İşte, söz konusu doktora tezi ile Rus kaynaklarının ışığında Rusya’nın Revan Hanlığı’nı kendisine bağlanması, Rusya’nın bu bölgeyi bir Ermeni Eyaleti haline dönüştürmesinin nedenleri ve Rusya’nın bunu gerçekleştirirken izlediği siyasî, Sosyo-ekonomik ve demografik politikalar ortaya konması amaçlanmaktadır.

Söz konusu tez, Revan Hanlığı’nın Çarlık Rusya’ya bağlandığı 1827 yılı ile Rusya’da önemli idarî değişimlerin yaşandığı 1840 yılına kadar olan dönemi kapsamaktadır

Araştırmanın dayandığı kaynaklar, Rus Belge Külliyatları, bölgeye ilişkin salnameler, Rus kanunnameleri ve Rusça monografilerdir.
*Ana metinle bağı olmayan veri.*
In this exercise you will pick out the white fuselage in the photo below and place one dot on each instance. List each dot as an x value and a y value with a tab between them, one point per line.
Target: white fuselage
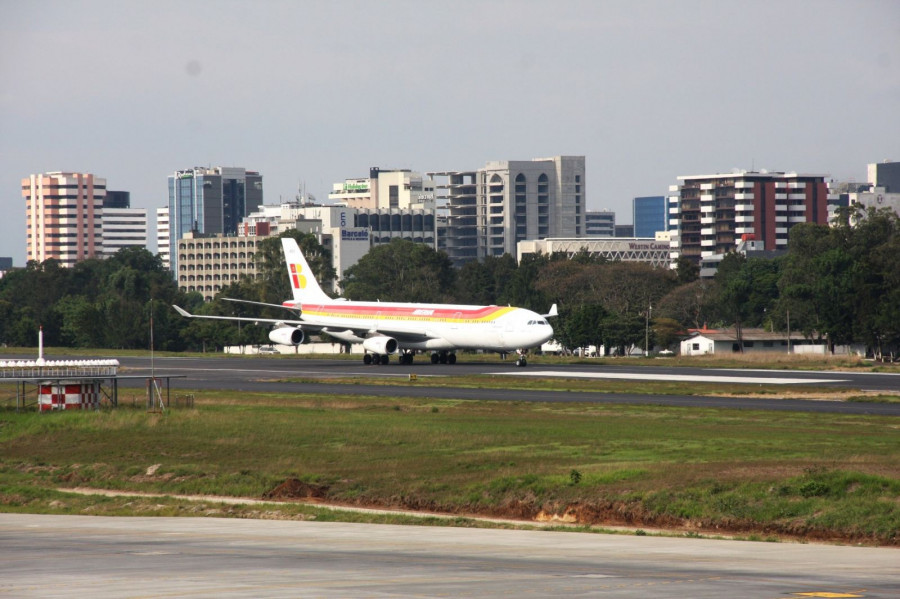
430	326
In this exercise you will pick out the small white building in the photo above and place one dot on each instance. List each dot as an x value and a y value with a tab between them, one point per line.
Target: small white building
708	342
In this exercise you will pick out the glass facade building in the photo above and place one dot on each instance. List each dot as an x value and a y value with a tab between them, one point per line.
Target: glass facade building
210	201
649	215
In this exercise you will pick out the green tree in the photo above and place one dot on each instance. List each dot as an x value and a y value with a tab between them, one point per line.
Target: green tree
686	270
484	282
581	326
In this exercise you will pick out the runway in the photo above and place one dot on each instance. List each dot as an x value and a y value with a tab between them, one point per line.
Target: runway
105	558
253	373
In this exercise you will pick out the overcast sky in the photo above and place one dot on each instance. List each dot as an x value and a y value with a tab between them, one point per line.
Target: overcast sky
316	92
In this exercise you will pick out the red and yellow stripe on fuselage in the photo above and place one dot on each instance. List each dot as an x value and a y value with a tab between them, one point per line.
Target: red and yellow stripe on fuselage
387	311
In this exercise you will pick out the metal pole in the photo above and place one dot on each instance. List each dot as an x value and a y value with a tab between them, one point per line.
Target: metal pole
789	331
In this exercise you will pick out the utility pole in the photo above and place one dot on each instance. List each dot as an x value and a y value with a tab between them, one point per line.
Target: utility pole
789	330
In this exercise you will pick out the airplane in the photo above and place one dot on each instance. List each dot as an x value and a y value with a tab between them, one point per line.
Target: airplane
387	328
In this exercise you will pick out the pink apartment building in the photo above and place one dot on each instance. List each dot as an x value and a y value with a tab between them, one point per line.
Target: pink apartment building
64	216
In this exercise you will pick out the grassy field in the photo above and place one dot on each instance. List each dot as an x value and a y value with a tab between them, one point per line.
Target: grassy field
764	361
698	471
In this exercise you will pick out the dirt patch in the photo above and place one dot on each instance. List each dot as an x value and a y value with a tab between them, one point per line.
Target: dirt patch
294	488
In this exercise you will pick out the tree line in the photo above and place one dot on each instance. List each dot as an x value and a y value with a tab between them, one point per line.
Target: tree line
840	283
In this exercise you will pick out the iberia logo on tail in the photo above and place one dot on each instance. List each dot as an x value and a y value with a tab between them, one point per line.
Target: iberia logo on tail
298	279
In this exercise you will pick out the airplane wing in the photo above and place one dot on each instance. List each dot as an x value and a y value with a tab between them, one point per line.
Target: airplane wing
268	305
276	321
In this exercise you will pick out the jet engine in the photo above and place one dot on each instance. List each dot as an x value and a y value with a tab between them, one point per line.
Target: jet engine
381	345
287	336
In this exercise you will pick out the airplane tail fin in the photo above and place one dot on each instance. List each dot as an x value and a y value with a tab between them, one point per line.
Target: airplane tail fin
303	282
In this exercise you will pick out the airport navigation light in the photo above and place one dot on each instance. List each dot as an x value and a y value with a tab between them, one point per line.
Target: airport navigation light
40	360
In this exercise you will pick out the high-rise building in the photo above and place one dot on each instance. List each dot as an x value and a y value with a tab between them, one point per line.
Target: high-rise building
882	190
490	210
599	223
123	226
64	216
210	201
162	236
386	189
885	174
649	215
711	214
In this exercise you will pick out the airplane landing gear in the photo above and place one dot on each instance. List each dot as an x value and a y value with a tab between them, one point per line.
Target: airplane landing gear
443	357
376	359
521	362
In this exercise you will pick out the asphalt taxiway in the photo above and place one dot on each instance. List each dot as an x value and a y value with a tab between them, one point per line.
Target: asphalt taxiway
104	557
303	375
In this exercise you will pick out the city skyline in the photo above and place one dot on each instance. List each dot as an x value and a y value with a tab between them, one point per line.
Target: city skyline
314	93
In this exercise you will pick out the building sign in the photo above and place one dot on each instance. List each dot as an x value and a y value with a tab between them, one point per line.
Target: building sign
648	246
355	234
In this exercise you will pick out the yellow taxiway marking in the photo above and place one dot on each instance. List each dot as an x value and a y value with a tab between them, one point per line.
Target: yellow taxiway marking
826	594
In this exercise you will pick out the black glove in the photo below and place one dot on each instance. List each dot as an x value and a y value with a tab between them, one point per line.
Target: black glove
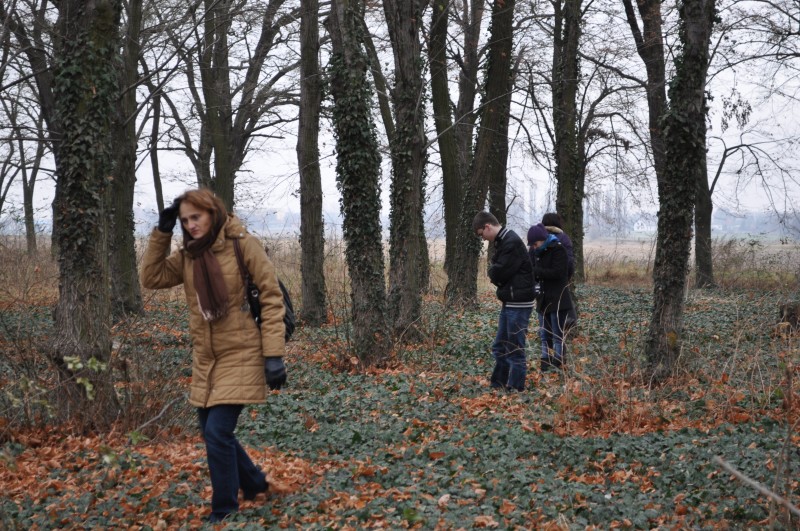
275	371
168	217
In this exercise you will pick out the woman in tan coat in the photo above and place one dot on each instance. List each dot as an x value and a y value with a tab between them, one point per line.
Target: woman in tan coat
232	358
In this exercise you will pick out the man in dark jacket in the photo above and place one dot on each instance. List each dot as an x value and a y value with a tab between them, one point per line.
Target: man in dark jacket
550	267
511	271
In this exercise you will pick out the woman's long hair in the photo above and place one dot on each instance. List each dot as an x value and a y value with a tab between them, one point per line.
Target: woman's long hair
204	199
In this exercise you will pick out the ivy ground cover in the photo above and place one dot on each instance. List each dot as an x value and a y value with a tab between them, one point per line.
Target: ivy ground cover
424	443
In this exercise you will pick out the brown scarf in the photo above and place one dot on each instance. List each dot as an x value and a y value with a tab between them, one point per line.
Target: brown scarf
208	280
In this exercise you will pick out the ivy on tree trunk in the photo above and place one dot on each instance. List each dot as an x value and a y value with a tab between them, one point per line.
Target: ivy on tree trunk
685	137
408	251
85	89
357	177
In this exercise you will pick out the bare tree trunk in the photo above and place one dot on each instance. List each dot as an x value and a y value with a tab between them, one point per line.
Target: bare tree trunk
703	210
312	238
358	174
216	91
126	296
153	150
85	92
650	46
569	157
442	116
686	143
465	115
462	284
408	252
29	184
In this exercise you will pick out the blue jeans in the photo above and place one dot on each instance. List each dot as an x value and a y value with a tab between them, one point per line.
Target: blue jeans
551	331
508	349
228	463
Tezin Giriş kısmında, bölge ve Azerbaycan hanlıkları hakkında genel bilgiler verilmiştir. Birinci bölüm’de, 1826-1828 Rus–İran savaşının başlaması ve Revan Hanlığı’nın Rusya’ya bağlanması konusu işlenmiştir. İkinci Bölüm’de Rusya’nın Revan, Nahçıvan hanlıkları ile Ordubad toprakları üzerinde Ermeni Eyaletini kurması süreci mülkî ve siyasî açılardan ele alınarak anlatılmıştır. Üçüncü Bölüm’de eyaletin söz konusu dönemdeki sosyo–ekonomik yapısı, demografik değişimler ve toplumsal yapısı ayrıntılı bir şekilde ortaya konulmuştur.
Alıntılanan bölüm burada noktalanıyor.